Darüber hinaus bleibt die Frage: Was bringt uns einer Überwindung des systemischen Gewalt-Übels näher? Die Antwort auf diese Frage ist in jeder konkreten Entscheidung sehr schwierig und eine eindeutige Position ist nicht leicht einzunehmen, auch wenn wir als Menschheit sehr viel wissen, wie es gehen könnte, dass wir ein gutes Leben für alle organisieren. (35)
So viel ist sicher: Nicht die regelbasierte, sondern die rechtmäßige Ordnung, wie sie versucht wurde, durch die UN-Charta (36) weltweit durchzusetzen, kann in weiten Teilen eine Richtschnur sein. Der Gedanke der UN-Charta — und im weiteren Sinn auch der Allgemeinen Erklärung der Menschenrechte — wird heute definitiv durch China und die BRICS mehr vertreten als durch den politischen Westen, aus dem heraus uns die bestimmenden „Eliten“ in allergrößte Gefahr bringen. Und diese Gefahr geht im Grunde genommen so gut wie ausschließlich von diesen Eliten aus. Darin liegt eine gewisse Hoffnung, denn es gelingt den Herrschenden offensichtlich nicht gut, die „öffentliche Meinung“ beliebig zu manipulieren. Obwohl Russophobie und Kriegsbegeisterung in Deutschland seit 2022 vehement geschürt werden, ist es nie, auch nicht annähernd gelungen, diese Kriegsbegeisterung wirklich breit und allgemein durchzusetzen!
Im Kern geht es aber um eine Systemänderung. Wer fragt, warum nur warum, die europäischen Eliten so ignorant seien, die deutschen Interessen zu verraten, der sieht nicht, dass es dem System der Bereicherungsökonomie und ihren Gewinnern völlig egal ist, was mit den deutschen Menschen geschieht, solange sie die Interessen eben dieser „Eliten“ durchsetzen.

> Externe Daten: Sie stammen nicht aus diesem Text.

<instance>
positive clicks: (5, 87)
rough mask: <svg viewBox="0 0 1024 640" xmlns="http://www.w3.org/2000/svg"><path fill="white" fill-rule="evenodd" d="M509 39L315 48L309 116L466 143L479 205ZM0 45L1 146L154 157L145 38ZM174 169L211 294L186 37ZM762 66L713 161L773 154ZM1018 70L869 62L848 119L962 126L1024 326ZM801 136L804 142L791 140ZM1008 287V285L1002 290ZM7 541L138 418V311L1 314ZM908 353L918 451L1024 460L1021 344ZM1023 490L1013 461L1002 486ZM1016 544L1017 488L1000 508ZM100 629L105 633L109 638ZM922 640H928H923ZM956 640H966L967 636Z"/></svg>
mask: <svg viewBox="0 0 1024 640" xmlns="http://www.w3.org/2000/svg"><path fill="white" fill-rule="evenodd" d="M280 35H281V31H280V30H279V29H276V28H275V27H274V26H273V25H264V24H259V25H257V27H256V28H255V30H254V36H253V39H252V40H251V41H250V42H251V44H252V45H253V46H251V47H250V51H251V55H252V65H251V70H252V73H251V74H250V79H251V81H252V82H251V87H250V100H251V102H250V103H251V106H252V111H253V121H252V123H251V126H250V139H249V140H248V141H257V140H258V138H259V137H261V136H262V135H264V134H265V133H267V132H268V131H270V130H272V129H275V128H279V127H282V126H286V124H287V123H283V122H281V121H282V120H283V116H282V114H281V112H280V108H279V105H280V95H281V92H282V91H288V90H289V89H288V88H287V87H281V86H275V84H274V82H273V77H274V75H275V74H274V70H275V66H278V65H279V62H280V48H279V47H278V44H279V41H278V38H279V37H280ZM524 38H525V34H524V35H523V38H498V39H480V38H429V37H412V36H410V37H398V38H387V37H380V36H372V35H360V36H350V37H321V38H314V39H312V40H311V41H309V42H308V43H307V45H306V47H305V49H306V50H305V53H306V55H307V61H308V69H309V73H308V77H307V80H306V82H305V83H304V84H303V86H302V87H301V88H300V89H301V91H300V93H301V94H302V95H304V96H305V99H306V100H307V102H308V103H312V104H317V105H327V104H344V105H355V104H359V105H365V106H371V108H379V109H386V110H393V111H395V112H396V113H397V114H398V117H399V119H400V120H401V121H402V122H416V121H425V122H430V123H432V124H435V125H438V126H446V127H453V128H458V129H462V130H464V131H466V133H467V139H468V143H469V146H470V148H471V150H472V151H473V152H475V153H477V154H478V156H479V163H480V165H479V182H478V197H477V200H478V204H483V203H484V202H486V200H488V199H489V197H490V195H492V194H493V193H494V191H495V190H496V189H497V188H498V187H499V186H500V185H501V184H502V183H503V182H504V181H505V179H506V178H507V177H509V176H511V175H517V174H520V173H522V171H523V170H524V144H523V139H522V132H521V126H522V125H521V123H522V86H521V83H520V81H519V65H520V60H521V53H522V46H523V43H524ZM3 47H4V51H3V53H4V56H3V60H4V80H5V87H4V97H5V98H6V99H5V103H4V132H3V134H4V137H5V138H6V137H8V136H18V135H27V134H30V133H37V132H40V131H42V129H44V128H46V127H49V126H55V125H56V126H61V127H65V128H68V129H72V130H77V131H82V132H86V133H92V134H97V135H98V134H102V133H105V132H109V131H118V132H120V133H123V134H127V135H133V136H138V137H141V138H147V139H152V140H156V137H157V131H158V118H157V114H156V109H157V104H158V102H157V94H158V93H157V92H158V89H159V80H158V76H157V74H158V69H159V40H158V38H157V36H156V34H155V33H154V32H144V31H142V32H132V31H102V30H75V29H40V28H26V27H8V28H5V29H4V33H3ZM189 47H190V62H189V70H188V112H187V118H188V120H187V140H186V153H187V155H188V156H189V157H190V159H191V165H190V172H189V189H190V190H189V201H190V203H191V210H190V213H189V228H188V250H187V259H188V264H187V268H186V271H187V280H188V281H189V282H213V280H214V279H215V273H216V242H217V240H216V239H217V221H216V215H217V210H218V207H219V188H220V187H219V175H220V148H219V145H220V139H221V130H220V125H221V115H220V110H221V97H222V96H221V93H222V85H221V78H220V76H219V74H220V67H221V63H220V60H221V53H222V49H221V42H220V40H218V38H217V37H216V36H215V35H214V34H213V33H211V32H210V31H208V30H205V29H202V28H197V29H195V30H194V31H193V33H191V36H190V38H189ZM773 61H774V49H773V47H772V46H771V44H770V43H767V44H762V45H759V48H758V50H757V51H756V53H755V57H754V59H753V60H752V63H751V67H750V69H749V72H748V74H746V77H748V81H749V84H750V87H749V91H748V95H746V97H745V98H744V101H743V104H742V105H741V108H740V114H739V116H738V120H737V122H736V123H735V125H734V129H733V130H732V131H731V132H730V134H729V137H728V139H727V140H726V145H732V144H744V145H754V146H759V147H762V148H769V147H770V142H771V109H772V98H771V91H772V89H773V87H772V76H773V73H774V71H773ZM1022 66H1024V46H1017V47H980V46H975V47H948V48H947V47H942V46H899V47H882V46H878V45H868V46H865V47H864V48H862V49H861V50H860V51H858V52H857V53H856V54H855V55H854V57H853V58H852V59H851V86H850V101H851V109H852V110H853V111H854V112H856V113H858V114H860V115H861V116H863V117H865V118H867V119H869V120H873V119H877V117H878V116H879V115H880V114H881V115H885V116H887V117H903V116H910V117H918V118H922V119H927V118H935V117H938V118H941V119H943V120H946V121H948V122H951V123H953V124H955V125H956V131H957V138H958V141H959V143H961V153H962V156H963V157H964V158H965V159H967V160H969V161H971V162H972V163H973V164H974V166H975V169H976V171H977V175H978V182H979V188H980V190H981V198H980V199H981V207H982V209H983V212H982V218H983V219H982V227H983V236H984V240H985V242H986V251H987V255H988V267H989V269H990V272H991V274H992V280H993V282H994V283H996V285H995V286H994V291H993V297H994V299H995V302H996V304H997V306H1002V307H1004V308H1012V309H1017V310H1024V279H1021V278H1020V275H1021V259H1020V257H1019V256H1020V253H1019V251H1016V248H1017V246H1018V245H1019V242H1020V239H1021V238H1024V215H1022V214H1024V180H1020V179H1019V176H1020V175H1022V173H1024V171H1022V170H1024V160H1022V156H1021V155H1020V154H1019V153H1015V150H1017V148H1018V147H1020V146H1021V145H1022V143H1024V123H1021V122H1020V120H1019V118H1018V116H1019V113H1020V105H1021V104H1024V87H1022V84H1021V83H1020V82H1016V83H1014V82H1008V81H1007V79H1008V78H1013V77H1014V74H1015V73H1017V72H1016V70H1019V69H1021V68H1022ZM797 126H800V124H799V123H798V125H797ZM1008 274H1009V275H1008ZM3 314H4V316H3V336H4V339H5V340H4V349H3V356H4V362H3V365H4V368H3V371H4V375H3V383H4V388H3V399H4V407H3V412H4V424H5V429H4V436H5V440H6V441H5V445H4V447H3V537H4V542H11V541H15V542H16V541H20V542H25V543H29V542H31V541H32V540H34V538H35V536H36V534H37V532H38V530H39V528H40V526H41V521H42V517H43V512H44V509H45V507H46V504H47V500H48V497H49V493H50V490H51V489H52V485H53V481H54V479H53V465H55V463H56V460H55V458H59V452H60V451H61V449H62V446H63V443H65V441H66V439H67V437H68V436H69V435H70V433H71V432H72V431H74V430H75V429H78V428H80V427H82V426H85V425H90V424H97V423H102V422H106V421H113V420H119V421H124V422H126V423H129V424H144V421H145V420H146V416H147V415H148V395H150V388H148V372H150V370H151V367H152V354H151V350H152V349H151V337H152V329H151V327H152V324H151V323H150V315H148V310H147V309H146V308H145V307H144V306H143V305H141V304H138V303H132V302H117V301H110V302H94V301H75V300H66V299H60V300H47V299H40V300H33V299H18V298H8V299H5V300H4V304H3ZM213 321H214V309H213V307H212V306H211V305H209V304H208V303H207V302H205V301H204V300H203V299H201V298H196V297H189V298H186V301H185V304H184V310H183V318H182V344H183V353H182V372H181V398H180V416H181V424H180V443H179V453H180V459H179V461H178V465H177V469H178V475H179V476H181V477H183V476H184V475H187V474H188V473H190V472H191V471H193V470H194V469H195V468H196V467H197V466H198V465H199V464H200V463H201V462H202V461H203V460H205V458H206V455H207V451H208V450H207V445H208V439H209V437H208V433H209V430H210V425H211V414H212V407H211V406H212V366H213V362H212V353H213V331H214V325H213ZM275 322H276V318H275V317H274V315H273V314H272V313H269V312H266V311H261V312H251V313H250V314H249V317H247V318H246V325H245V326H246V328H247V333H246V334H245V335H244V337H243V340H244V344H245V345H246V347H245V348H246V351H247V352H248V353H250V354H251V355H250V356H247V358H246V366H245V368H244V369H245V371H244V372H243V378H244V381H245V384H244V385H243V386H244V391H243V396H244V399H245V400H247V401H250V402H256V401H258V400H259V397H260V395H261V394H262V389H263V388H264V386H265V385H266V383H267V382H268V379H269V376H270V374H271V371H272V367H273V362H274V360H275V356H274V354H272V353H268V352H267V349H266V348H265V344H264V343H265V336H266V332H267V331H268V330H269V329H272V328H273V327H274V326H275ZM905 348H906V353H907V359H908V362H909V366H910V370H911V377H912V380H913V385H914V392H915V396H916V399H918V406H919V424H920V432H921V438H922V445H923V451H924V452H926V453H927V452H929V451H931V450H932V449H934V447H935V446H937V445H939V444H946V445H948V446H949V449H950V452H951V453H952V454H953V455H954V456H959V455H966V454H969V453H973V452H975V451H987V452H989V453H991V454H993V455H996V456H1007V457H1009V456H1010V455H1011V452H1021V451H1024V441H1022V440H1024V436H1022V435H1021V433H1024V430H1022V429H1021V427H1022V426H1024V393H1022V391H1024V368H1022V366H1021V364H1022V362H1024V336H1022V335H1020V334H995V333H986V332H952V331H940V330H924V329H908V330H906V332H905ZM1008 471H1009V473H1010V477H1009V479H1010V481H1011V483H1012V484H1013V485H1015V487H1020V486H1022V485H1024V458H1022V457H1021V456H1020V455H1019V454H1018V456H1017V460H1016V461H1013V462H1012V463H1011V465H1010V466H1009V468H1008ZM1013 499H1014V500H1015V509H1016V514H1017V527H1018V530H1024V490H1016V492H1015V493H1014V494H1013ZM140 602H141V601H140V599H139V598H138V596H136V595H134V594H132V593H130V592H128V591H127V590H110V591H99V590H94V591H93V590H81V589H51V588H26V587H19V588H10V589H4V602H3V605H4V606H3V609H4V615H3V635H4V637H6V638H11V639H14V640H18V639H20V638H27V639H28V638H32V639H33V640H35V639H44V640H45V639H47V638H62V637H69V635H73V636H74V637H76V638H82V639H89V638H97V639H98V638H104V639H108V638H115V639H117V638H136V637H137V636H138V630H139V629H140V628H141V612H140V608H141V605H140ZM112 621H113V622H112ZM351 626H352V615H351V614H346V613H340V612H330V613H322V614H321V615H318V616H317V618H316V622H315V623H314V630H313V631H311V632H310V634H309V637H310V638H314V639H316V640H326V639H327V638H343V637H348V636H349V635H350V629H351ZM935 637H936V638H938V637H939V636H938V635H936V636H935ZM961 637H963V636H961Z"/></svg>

Da hatte der Marxismus recht! Man muss seinen Blick auf die materielle Basis und auf die Systemfrage lenken. Das Ziel und die praktischen Umsetzungsversuche des Marxismus waren in Manchem, ja Vielem falsch, aber es bleibt dabei: Es wird keine Demokratie, kein Ende von Kriegen und Gewalt geben, wenn nicht die systemische Stütze von Bereicherung beendet wird. Das betrifft auch den politischen Süden, China und Russland, die sich in dieser Frage noch zu wenig klar äußern, auch wenn sie sich vom Weg der „goldenen Milliarde“ abgrenzen. Jedes System, das Bereicherung hochhält unter anderem deshalb, weil es die Investitionen in die Hand von Milliardären legt, wird die Lage nicht verbessern können.
Ganz im Gegenteil: Zuspitzung der inneren Widersprüche, Krisen und Kriege sind auf dieser Basis unvermeidlich und damit auch systemische und offene Gewaltanwendung, die es zu überwinden gilt. Wer die Gewaltfrage historisch lösen will, muss erkennen, dass es darum geht, eine Ökonomie der Bereicherung zu überwinden.